A case in King County is forcing us, once again, to consider this question. According to reports, someone trying to open a gay bar on Capitol Hill in Seattle requested print services from a printer in Kent. According to the owner of the print shop, the material he was asked to print contained content he was uncomfortable with, so he made the decision not to print it.
We don't know what kind of conversations took place in the print shop, but we do know that the following email was ultimately sent to the bar owners. According to the owner of the print shop, it was sent without his approval by a part-time employee.
"My boss had decided that we won't be able to print for your bar. Not that we're against homosexuals at all, but because knowing that our printed products will be advertising and promoting the kind of lifestyle that goes against our morals is something that he can't bring himself to do. "
While this employee probably does not have a public relations career in her future, the more important question is whether or not the position taken by the print shop is one of the freedoms and individual business owner should have.
The print shop owner insists that the refusal to print was not because the customers are gay.This is almost certainly true. If the same customers had asked for fliers advertising Girl Scout cookies, there would not be an issue.

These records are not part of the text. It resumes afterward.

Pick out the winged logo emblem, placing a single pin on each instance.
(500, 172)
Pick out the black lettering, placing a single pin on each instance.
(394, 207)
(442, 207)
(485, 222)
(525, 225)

But they didn't. They asked for a flier that advertised "Bad-A** bartenders" and "No Bull****drinks". The flier also referenced "less tudes" and "more dudes" in combination with a rainbow flag. Like it or not, that flier represents a perspective and a value system that some (hundreds of millions) Americans are not entirely comfortable with.
Why the outrage then? Aren't we supposed to celebrate our differences?
If the shop owner had refused to do work for a strip-club, a casino, or a fortune teller, no one would care. Nor would we demand a gay printer to do a print job for Exodus International, a ministry that helps people leave the gay lifestyle.
In America, after all, we respect the fact that not everyone is like us and we recognize that the chance to make different choices without the threat of harassment from our neighbors or our government is part of what makes us special. At least we used to.
The fact that this is a story illustrates how much some "liberals" resent individual freedom.
In fact, the American Civil Liberties Union (ACLU) has offered to provide legal assistance in the event the customer wants to take legal action against the printer. Apparently their concept of "liberty"means the "liberty" to force people to do work for you but does not include the "liberty" to run your business in a way that is consistent with your personal beliefs. If you haven't been already, let me be the first to welcome to opposite world.